Not one in a hundred people, Canadian or otherwise, would likely mention Labour Day. But as it happens, the holiday that celebrates the contributions of workers around the world began right here.

It all started on April 15, 1872, when Canada was just five years old. Although the United Kingdom had repealed a law making membership in a union a criminal offence in 1871, the crime still existed in Canada in 1872, and 24 leaders of the Toronto Typographical Union, who had been striking for a 58-hour work week, had been imprisoned.

That led the Toronto Trades Assembly to call its 27 unions to attend a demonstration, and on April 15, 10,000 people turned out to hear speeches calling for the repeal of the law that made union membership illegal.

Buoyed by that success, on Sept. 3 members of seven Ottawa unions held a parade a mile long, led by the Garrison Artillery Band and flanked by city firefighters. The parade made its way to the home of then prime minister John A. Macdonald, picked up the PM -- literally -- and took him to Ottawa City Hall in a carriage by torchlight.

Ever the savvy politician, and evidently aware that it was best not to rile up a mile-long parade after dark, Macdonald promised that he would "sweep away all such barbarous laws from the statute books."

Macdonald and the Conservative government made good on his promise the following year.
But the trade unions had further work to do, so they continued to hold annual parades and demonstrations.

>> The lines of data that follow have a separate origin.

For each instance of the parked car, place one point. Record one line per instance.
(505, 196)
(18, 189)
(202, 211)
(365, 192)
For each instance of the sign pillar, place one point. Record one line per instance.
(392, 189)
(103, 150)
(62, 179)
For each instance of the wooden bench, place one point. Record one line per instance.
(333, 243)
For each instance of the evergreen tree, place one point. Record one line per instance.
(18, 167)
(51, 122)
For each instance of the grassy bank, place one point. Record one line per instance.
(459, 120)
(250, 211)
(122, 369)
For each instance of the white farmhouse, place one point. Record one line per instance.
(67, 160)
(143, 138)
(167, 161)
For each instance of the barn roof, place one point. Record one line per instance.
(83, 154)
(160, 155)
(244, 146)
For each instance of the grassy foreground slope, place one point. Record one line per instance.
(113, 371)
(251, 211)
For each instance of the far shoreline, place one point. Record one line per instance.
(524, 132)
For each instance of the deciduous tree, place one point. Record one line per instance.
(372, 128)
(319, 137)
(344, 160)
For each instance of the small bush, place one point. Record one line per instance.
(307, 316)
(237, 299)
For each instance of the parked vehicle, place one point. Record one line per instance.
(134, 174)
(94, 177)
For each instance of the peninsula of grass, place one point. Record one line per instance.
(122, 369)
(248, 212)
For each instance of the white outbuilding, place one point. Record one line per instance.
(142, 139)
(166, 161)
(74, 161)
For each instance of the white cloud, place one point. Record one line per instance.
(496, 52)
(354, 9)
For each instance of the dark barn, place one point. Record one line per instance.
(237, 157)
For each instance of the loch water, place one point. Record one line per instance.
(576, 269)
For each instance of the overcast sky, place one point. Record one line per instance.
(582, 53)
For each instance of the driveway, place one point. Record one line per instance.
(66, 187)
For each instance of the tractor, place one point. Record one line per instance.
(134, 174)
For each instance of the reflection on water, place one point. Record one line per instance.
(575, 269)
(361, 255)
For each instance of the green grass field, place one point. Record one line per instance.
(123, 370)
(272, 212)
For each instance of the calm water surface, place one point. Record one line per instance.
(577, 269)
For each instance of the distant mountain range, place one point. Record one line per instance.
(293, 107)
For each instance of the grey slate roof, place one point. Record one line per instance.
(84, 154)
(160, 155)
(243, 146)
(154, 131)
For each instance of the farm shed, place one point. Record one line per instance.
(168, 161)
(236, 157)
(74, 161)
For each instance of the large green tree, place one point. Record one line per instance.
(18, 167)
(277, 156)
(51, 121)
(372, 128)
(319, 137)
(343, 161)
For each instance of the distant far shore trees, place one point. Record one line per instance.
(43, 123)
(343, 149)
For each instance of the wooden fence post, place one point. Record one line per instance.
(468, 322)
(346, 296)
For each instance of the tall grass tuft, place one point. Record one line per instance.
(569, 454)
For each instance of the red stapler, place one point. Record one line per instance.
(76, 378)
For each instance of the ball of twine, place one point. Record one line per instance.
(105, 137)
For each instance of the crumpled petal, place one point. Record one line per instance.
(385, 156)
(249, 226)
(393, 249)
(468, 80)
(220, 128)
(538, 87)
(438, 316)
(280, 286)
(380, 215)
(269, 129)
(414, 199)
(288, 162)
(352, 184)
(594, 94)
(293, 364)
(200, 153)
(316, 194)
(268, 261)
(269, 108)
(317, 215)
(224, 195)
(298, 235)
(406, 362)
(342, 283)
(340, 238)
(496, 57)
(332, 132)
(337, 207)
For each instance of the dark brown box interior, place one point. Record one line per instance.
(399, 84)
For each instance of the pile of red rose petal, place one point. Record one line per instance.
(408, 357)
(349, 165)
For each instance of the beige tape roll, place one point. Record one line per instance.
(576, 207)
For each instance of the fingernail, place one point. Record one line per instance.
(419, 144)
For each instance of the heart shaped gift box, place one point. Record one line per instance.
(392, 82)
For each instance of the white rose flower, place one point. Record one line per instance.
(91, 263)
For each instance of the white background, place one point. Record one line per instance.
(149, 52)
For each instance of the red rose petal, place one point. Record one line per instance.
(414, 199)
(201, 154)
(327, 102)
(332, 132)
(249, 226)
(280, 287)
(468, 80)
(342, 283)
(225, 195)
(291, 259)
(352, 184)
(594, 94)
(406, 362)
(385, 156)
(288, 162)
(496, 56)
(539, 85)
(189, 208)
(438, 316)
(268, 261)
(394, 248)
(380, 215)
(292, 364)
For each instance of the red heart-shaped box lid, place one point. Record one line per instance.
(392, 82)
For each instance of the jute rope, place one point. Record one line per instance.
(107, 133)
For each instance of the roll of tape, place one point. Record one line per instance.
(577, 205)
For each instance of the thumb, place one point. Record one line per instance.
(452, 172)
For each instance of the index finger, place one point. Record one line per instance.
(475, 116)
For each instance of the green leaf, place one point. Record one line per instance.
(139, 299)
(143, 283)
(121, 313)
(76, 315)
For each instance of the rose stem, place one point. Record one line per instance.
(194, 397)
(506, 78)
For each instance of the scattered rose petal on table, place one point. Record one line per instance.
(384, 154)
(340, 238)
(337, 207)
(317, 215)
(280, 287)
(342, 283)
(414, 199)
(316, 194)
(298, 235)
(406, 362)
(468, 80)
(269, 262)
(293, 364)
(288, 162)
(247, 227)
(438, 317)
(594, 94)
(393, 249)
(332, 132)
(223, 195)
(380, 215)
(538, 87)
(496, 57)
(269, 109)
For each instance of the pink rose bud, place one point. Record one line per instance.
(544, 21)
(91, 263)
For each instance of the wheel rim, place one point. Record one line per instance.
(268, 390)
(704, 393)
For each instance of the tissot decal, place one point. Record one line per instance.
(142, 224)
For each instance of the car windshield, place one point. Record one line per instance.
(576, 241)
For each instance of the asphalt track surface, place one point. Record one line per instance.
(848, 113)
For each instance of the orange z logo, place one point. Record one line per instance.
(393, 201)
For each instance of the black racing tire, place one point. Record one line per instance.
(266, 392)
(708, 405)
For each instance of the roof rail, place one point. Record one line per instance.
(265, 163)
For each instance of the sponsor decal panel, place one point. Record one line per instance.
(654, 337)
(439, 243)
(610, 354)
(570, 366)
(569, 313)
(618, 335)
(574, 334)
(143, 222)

On July 22, 1882, the Toronto Trades and Labour Council decided to invite New Yorker Peter J. McGuire, the general secretary of the United Brotherhood of Carpenters and co-founder of the American Federation of Labour, to speak at the demonstration.

McGuire was duly impressed by the event and, when he returned home, he proposed that the United States celebrate a day in honour of workers. Sure enough, the Americans celebrated their first unofficial Labour Day on Sept. 5, 1882, and McGuire became known as the "father of Labour Day."

Over the next decade, individual states enacted legislation designating the first Monday in September Labour Day, and on June 28, 1894, the U.S. Congress passed a federal law enshrining the holiday. Just four weeks later, the government of then prime minister John Thompson enacted a similar law, and now the first Monday in September is celebrated as Labour Day throughout North America.

So in little more than a century, workers have gone from fighting for 58-hour weeks to expecting the standard 35- or 40-hour week. Strangely, though, despite these advances, recent surveys suggest that people are working harder than ever, and have less free time. Many workers don't even take all of their allotted vacations, and they stay tied to their desks through the "advances" of technology.

The economic meltdown, which began just about a year ago, has only made workers' woes worse, as layoffs have made the overworked the objects of envy.

From this perspective, things can only go up, and, if recent economic prognostications are to be believed, it appears that they will in relatively short order.

That's certainly worth celebrating right now.